Po ustaleniu głębokości można rozpocząć łowienie leszczy. Muszę powiedzieć, że sukces łowienia tej ryby w dużej mierze zależy od żywienia. Łowienie leszcza bez przynęty może być tylko przypadkowe i głównie po tarle, gdy jest głodne i błąka się po zbiorniku w poszukiwaniu pożywienia.

Zanęty mogą być małymi kawałkami różnych robaków, ochotkami zmieszanymi z glinką, a także bardziej „kulturowymi” formami - mieszanymi w różnych proporcjach: bułka tarta, smażone nasiona konopi lub słonecznika, płatki owsiane, otręby, zboża, makuchy. Należy zaznaczyć, że podane składniki przynęty to tylko niewielka część możliwych opcji. Najważniejsze tutaj oczywiście nie jest to, z jakich składników składa się przynęta, ale jej skuteczność. Jednym słowem, istnieje szerokie pole do kreatywności. Rób, co chcesz, tak długo, jak lubi to ryba.

Przynętę można zanurzać w wodzie za pomocą specjalnych koszyczków lub wyrzeźbić kulki o różnych średnicach. Trzeba tylko pamiętać, że w żadnym wypadku nie należy przekarmiać ryb, a bloodwormy bardzo lubią bataliony. Ale nawet po nakarmieniu dziur i uniknięciu inwazji batalionów nie spiesz się, aby złapać wędkę i natychmiast rozpocząć łowienie. Poczekaj około pół godziny. Ponieważ zimą leszcz porusza się bardzo mało i żeruje głównie w pobliżu siedliska, dlatego znalezienie przynęty i dotarcie do zwabionego miejsca wymaga czasu.

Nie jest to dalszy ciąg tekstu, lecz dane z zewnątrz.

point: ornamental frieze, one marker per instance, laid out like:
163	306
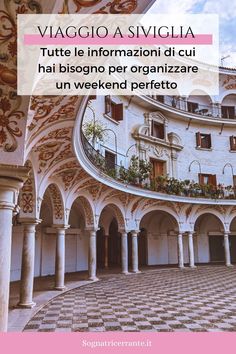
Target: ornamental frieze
10	115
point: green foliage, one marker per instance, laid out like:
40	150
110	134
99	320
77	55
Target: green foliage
94	131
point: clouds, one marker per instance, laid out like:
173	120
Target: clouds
226	9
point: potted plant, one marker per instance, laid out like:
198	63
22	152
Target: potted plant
145	168
94	131
133	173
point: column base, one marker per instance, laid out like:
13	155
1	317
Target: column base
26	306
60	288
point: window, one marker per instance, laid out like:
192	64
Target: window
160	98
158	130
233	143
203	141
234	182
192	107
207	179
110	160
113	109
158	168
228	112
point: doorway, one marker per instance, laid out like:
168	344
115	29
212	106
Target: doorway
216	246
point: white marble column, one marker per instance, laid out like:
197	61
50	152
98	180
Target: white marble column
92	261
11	180
134	235
191	250
227	250
106	252
180	251
27	264
124	253
60	258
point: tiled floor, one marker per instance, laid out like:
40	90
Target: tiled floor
154	300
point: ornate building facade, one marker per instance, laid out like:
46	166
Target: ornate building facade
102	182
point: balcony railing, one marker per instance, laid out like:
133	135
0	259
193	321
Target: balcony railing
161	184
196	108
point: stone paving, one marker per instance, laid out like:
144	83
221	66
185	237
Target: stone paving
159	300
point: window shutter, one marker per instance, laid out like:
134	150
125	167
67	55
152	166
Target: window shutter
201	178
213	180
107	104
209	137
117	111
198	139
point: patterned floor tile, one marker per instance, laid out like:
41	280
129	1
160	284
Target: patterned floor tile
161	300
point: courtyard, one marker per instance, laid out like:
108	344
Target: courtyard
157	300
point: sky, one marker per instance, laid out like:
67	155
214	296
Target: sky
227	16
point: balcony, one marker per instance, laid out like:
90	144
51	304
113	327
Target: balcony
139	175
198	109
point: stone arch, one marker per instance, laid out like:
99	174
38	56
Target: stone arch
86	210
209	234
158	237
115	213
193	218
140	214
225	94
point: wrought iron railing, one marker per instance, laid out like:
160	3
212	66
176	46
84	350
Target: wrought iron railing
161	184
194	107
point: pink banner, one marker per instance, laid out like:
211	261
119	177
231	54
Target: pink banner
36	39
117	342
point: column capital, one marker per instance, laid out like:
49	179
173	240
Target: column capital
134	233
91	229
13	174
30	221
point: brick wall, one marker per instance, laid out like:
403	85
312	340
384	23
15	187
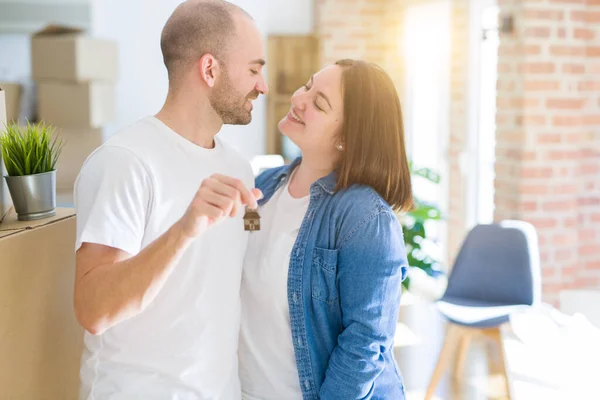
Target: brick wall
548	137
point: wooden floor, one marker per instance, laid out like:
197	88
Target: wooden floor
419	339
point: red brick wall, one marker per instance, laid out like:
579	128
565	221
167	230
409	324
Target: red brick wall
548	137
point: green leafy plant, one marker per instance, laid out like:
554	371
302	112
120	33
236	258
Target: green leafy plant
414	227
30	150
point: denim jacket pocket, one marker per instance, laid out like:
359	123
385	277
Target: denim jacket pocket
324	275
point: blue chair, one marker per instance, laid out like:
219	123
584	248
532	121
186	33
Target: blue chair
496	271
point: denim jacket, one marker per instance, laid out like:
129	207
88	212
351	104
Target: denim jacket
344	286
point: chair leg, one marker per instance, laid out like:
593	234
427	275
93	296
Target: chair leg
463	348
496	335
452	338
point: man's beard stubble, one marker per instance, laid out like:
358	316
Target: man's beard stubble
229	104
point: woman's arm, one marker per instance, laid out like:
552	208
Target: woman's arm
371	267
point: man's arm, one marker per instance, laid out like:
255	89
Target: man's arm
112	286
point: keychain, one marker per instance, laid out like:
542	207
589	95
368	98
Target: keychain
251	220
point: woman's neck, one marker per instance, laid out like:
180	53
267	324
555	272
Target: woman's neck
304	176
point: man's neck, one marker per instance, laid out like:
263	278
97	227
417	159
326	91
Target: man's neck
191	117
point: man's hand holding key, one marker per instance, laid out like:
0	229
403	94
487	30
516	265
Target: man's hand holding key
219	197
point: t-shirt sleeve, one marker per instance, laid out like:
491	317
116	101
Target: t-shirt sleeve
112	197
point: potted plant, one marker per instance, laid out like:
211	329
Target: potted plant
30	154
414	225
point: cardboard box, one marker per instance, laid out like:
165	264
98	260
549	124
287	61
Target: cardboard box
40	339
5	199
67	54
76	105
12	92
79	144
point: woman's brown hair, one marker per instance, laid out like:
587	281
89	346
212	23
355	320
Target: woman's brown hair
373	135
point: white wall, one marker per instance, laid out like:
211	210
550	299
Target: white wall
290	17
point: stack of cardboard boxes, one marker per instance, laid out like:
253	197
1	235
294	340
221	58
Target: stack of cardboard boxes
40	339
5	200
75	76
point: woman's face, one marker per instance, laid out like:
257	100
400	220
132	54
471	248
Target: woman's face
315	119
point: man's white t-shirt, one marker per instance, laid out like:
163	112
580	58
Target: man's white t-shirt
184	345
267	363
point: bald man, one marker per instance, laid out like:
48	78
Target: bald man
160	236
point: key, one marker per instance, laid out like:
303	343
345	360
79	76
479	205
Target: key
251	220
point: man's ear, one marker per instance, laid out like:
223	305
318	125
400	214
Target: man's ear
208	69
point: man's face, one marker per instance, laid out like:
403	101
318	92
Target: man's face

Nawet przy aktywnym ugryzieniu nie zatrzymuj się długo przy jednym dołku, nie próbuj złapać wszystkich ryb, które się pojawią. Po złapaniu 2-3 leszczy stłum swoje podekscytowanie i przejdź do kolejnej dziury. Karmienie leszcza pozostającego przy dołku przyciągnie innych towarzyszy, co zapewni branie, gdy wędkarz ponownie zbliży się do tego otworu. Ale jeśli nie udało ci się złowić na przykład kilogramowego leszcza, to możesz mieć szczęście w pisku. Jeśli jednak ich tam nie ma, z pewnością pomogą płoć i okonie, które zawsze są blisko leszczy. Więc, jak mówią, nie ma puchu, żadnego pióra, żadnego rybiego ogona!